Во дворе на Московском, восемнадцать, я со многими общался тогда, и все как один утверждали, что не голосовали в девяносто шестом за Ельцина. Но это в нашем дворе. А если взять по стране? Только я не ходил на выборы. Зачем ходить, когда можно без этого?
Ему сделали операцию, американский доктор переделывал сосуды на сердце.
Ох, мне рекомендовано об этом забыть.
Я забыл.
Я молчу.
Я спокоен.
Итак…
Итак, я жил с Тамарой.
Возможность его смерти на операционном столе обсуждалась еще недавно в газетах.
И я сам помню, как в газете, не помню какой, меня и таких же, как я, предостерегали против того, чтобы жизненную стратегию не связывали с ожиданием его кончины.
Но я не хочу отвлекаться на мотивы моего решения.
А что до Тамары…
В двух шагах по Московскому – Сенная площадь.
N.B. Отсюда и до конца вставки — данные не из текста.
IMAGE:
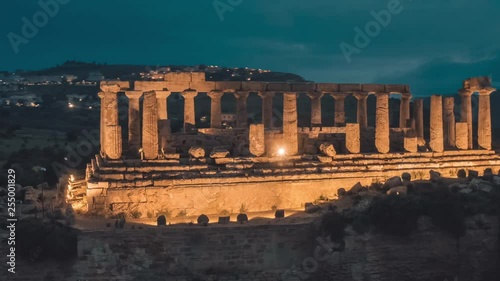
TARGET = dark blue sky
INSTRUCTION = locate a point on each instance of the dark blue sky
(430, 44)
Большую часть барахолки на ней к тому времени уже разогнали. Но всегда можно было нащупать цепочку, ведущую к продавцу. В зависимости от того, какой продавец требовался. В данном случае, если кто не понял еще, – к продавцу того, из чего производится выстрел.
Вот такого продавца я и нашел в свое время на пустыре, где улица Ефимова упирается в Сенную площадь.
Короче, Емельяныч меня во всех отношениях не то чтоб поддерживал, а мы были вместе. Он только пил изрядно, и очень плохие напитки. Он покупал их в ларьке у Витебского вокзала.
Однажды он сказал, что за его спиной стоит целая организация. И что я в организацию принят.
В нашей организации он был на ступень выше меня, вследствие чего знал других – из нашей организации. Я же только Емельяныча знал. Он жил в соседнем доме, а именно в доме номер шестнадцать. Окна у него выходили на перекресток, и в случае появления Ельцина он бы мог метче стрелять из окна. Дело, однако, в том, что мы не планировали стрелять по машине. Зачем по машине, если она бронированная? Это бессмысленно. Это равносильно самоубийству и профанации общей идеи. Я так думал тогда, и Емельяныч – тоже. Но я уже об этом, кажется, говорил?
А вот о чем я еще не говорил: у нас был другой замысел.
Наступил июнь одна тысяча девятьсот девяносто седьмого года.
Пятого июня, за день до приезда Ельцина в Петербург, Емельяныч мне сказал, что Ельцин завтра приедет. Я знал. Все, кто хотя бы немного интересовался политикой, знали.